Referring to FIG. 1A, the suturing device 10 includes the shaft 18 that extends from a proximal end 22 to a distal end 20 along the shaft axis 19, and a portion of the shaft 18 (e.g., a portion of the proximal end 22 of the shaft 18) may extend into the interior of the housing portion 14. The shaft axis 19 may be linear from the proximal end 22 to the distal end 20, and the shaft axis 19 may extend or generally extend in a direction along or parallel to the X-axis of the reference coordinate system of FIG. 1A. In some embodiments, one or more portions of the shaft 18 may be non-linear. In other embodiment, one or more portions of the shaft 18 may extend along the shaft axis 19, and one of more portions of the shaft 18 may be linear but may extend at an angle to the shaft axis 19. The shaft 18 may be rigid, but in other embodiments, the shaft 18 may be flexible or may have one or more portions that are flexible.

The shaft 18, or one or more portions of the shaft 18, may have the general shape of an elongated hollow tube having an interior surface 120 (illustrated in FIG. 1G) that defines an interior portion 109 that extends from the proximal end 22 to the distal end 20 of the shaft 18. The shaft 18 and the interior surface 120 may have any suitable cross-sectional shape or combination of shapes normal to the shaft axis 19. For example, the shaft 18 may have the general shape of an elongated cylinder, and the interior surface 120 may have a circular cross-sectional shape when viewed normal to the shaft axis 19.

The suturing device 10 may also include an actuation assembly 34 that includes two or more actuation levers 36, as illustrated in FIG. 1F. While the embodiment of FIGS. 1A to 1C includes a first actuation lever 36a, a second actuation lever 36b, a third actuation lever 36c, a fourth actuation lever 36d, a fifth actuation lever 36e, and a sixth actuation lever 36f, other embodiments may include only a first actuation lever 36a and a second actuation lever 36b, or a first actuation lever 36a, a second actuation lever 36b, a third actuation lever 36c, and a fourth actuation lever 36d. Other embodiments may have a seventh actuation lever and an eighth actuation lever, etc.

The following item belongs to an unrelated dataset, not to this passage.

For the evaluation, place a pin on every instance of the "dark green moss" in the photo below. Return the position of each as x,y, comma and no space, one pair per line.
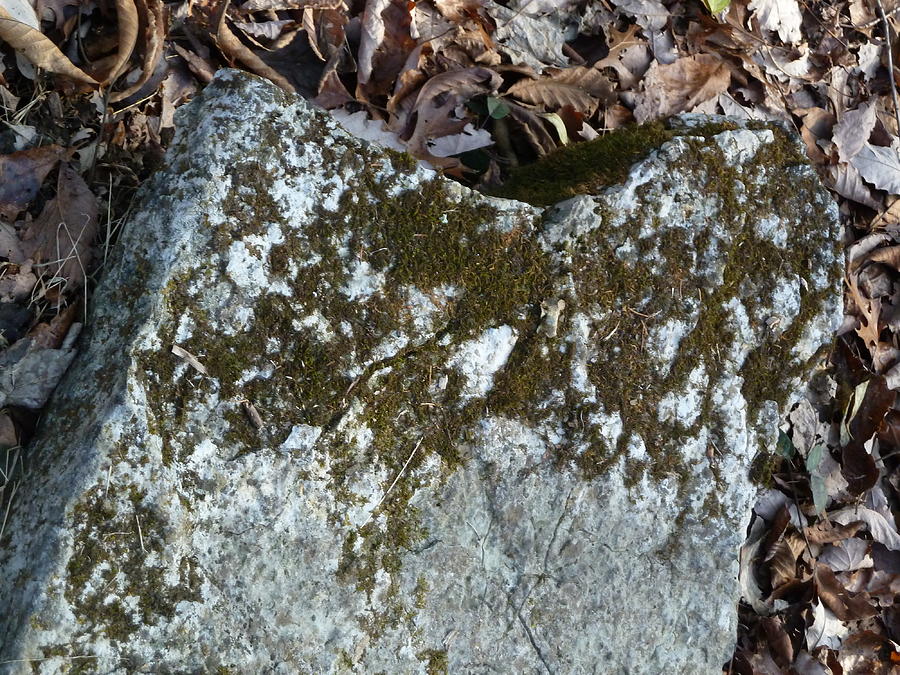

In particular, the actuation assembly 34 may include the first actuation lever 36a, which is illustrated in FIG. 5C. The first actuation lever 36a may include a base portion 38a that may be planar or substantially planar, and a handle portion 40a may extend from a first end portion of the base portion 38a. In some embodiments, the handle portion 40a may be planar of substantially planar and may be integrally formed with the base portion 38a such that the base portion 38a and the handle portion 40a may be formed from one or more stamping and/or cutting processes from a single piece of stock material. A pin aperture 42a may be formed at a second end portion of the base portion 38a, and the pin aperture 42a may receive a pin 44 (see FIGS. 5A, 5B, 5D, and 5E) that extends along a longitudinal axis 45 (see FIG. 6A), and the longitudinal axis 45 of the pin 44 may be normal to the shaft axis 19. The first actuation lever 36a may pivot about a first portion of the pin 44, and the axis of rotation may be the longitudinal axis 45 of the pin 44 such that the base portion 38a rotates in a plane along or parallel to the X-Z plane of the reference coordinate system of FIGS. 1A to 1C. The base portion 38a may further include a connection portion 46a that may be disposed along a portion of the base portion 38a disposed along a front edge 48a of the base portion 38a, and the connection portion 46a may be disposed offset from the pin aperture 42a.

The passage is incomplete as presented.